Optimization Techniques for the Intel MIC Architecture. Part 1 of 3: Multi-Threading and Parallel Reduction

Posted on May 29, 2015 in Case Studies, Publications

This is part 1 of a 3-part educational series of publications introducing select topics on optimization of applications for the Intel multi-core and manycore architectures (Intel Xeon processors and Intel Xeon Phi coprocessors).

In this paper we focus on thread parallelism and race conditions. We discuss the usage of mutexes in OpenMP to resolve race conditions. We also show how to implement efficient parallel reduction using thread-private storage and mutexes. For a practical illustration, we construct and optimize a micro-kernel for binning particles based on their coordinates. Workloads like this one occur in such applications as Monte Carlo simulations, particle physics software, and statistical analysis.

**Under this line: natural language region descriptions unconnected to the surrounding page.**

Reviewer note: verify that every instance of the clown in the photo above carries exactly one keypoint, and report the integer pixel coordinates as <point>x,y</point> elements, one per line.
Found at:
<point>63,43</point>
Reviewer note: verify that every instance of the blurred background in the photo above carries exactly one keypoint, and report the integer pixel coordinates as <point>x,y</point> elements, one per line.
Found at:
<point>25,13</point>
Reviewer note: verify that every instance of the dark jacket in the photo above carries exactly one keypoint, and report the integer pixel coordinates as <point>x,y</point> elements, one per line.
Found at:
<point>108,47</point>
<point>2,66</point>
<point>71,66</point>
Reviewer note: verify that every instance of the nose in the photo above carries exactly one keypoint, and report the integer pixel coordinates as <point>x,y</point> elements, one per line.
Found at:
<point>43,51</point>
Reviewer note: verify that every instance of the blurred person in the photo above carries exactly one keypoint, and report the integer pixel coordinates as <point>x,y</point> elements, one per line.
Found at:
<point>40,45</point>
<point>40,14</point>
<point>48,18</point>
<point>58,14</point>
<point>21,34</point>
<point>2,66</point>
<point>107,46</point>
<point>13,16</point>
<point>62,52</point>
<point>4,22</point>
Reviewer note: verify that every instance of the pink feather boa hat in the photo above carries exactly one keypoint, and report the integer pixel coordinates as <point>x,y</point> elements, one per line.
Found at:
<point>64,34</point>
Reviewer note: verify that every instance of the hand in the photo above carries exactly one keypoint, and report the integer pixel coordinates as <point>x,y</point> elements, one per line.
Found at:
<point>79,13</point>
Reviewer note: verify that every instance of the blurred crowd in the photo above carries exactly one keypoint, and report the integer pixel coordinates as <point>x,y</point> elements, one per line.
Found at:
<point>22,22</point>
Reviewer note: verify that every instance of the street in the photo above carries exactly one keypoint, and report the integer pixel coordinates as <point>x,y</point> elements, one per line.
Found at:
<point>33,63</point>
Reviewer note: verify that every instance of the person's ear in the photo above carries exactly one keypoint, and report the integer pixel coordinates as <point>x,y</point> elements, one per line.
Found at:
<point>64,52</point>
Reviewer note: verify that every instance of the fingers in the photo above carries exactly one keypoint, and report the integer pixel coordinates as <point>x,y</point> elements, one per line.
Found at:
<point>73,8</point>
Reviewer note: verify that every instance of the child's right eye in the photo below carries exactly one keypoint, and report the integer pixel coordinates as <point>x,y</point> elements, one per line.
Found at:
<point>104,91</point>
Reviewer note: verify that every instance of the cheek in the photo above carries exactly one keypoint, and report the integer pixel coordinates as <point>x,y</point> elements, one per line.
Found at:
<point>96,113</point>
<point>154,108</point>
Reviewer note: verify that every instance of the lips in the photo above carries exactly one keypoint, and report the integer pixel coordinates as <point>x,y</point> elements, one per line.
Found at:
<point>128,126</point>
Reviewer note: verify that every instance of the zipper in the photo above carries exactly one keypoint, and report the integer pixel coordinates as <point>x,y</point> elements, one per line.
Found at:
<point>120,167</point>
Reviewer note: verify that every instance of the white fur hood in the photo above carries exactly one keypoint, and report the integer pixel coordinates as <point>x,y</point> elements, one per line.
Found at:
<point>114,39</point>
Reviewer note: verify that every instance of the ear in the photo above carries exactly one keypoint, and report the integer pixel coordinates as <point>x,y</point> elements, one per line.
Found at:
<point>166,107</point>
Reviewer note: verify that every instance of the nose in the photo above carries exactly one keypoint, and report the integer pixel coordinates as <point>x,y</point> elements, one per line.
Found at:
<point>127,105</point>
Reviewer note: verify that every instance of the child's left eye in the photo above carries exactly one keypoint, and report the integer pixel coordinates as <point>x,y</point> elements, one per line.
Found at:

The optimization technique discussed in this paper leads to a performance increase of 25x on a 24-core CPU and up to 100x on the MIC architecture compared to a single-threaded implementation on the same architectures.

In the next publication of this series, we will demonstrate further optimization of this workload, focusing on vectorization.

See also:

Part 1: Multi-Threading and Parallel Reduction
Part 2: Strip-Mining for Vectorization
Part 3: False Sharing and Padding

Complete paper: Colfax_Optimization_Techniques_1_of_3.pdf (370 KB)
Source code for Linux: Colfax_Tutorial_Binning.zip (6 KB)
Or read online at TechEnablement

Andrey // June 26, 2015 at 11:30 pm //

Part 2 of 3 is also published and can be found here: http://colfaxresearch.com/?p=709

nitya // August 17, 2015 at 12:55 pm //

Hi,

Thanks for the article. The label for Figure 3 appears to be the same as that for Figure 2, please check and correct.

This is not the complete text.